No nos ha de extrañar que Europa funcione así, porque así también funcionamos en España y en el mundo. Recogemos lo que sembramos. El politiqueo de trastienda y la corrupción financiera acaban con todo. Pero eso da al traste con nuestros sueños de una verdadera Europa Unida y mucho más de una verdadera Unidad de Naciones.

Nos queda mucho por hacer y mucho que padecer en los próximos tiempos. Ahora nos falta leer la letra pequeña. Pero es injusto que quienes vienen a nuestro país a desmadrarse y hacer lo que no se atreven a hacer en sus estirados países, nos sigan considerando ciudadanos de segunda en lo que concierne al dinero. En una familia de verdad el dinero se reparte según las necesidades y no según los intereses.

No creo que los españoles seamos más vagos que los demás, aunque ciertamente hay quienes viven a expensas del trabajo de los otros, y hay quienes hacen lo posible por defraudar al fisco.

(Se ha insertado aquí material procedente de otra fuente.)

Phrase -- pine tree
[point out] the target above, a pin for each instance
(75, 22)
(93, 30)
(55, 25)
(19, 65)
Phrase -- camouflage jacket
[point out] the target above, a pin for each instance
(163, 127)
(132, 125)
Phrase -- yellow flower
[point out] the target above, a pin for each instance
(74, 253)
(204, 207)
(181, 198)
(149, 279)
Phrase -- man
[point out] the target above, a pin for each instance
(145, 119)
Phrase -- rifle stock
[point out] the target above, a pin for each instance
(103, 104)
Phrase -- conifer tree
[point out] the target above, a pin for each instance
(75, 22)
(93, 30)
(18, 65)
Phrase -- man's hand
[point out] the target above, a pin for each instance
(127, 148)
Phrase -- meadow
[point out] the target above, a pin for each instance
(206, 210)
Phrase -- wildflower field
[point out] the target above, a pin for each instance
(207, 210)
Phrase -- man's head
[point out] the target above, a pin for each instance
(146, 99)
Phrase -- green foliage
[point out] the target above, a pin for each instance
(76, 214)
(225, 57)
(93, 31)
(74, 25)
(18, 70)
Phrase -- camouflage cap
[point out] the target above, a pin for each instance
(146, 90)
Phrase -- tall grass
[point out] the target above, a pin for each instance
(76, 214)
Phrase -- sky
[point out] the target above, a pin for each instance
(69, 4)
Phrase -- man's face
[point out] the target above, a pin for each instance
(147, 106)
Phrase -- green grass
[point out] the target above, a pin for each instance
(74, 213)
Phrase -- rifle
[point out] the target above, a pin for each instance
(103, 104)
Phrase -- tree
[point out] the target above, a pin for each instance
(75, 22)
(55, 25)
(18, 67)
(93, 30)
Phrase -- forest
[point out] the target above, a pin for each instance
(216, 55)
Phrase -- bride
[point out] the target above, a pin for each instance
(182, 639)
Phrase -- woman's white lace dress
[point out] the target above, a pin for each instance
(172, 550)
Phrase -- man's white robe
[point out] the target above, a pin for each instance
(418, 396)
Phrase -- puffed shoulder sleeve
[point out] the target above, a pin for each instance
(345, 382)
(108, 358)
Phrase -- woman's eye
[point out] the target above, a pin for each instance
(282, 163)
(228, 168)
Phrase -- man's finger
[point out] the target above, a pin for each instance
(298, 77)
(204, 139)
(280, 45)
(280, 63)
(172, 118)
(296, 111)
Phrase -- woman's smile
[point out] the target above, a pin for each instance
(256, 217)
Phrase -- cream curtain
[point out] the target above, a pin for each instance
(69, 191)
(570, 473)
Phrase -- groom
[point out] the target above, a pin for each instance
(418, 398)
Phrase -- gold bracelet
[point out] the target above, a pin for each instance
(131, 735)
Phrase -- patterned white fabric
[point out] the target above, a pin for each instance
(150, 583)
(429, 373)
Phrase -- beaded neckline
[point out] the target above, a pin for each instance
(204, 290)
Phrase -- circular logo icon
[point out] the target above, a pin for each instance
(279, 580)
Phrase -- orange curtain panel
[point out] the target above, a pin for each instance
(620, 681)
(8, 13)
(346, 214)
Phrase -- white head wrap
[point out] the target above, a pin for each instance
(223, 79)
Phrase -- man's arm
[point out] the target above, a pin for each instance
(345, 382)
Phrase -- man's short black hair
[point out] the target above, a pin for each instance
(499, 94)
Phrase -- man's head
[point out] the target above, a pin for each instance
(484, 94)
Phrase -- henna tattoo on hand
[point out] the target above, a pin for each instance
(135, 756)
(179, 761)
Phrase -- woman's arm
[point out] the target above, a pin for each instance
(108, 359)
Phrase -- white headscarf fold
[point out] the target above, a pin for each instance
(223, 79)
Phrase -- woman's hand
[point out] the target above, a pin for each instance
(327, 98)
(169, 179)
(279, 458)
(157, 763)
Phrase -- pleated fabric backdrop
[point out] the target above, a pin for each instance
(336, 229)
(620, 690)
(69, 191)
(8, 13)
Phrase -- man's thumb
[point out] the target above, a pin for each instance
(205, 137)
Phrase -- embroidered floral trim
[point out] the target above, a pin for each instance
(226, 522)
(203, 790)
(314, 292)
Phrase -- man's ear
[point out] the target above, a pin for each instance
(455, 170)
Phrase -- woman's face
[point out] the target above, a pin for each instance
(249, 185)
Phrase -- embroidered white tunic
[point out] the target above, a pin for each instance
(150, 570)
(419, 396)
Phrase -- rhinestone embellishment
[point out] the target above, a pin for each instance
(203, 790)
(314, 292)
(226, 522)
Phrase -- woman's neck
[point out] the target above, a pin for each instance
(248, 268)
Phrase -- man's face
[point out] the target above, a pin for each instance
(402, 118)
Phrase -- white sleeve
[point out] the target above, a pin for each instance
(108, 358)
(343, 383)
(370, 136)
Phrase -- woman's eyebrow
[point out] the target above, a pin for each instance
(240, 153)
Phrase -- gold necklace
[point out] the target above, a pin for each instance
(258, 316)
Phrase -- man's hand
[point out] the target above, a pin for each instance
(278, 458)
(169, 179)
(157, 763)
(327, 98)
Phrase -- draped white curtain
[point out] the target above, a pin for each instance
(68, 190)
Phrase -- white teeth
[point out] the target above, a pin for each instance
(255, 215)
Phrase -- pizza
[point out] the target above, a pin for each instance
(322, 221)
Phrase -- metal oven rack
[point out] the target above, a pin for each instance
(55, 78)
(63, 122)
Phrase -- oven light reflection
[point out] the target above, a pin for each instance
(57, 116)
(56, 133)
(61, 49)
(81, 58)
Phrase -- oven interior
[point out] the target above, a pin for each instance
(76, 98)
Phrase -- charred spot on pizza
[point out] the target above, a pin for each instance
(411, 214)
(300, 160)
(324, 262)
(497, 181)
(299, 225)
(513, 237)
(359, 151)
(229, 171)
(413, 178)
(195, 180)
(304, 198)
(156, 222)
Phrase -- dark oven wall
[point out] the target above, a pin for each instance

Y eso afecta a todos los niveles. Pero la falta de previsión de futuro es algo que afecta más allá de España y de Europa. Es preocupante que sigamos prestándonos dinero a costa de la pobreza de muchos. Nuestras estructuras deben estar encaminadas, no a una comunidad económica europea, concepto superado por imposible, sino a una comunidad histórica de convivencia en donde podamos enfrentarnos juntos a los vaivenes de la vida. Como hermanos. El dinero de la nube se crea de la nada, pero su reparto depende de la ideología de los que mandan. En algún momento tendremos que dar la vuelta a la tortilla antes de que se queme.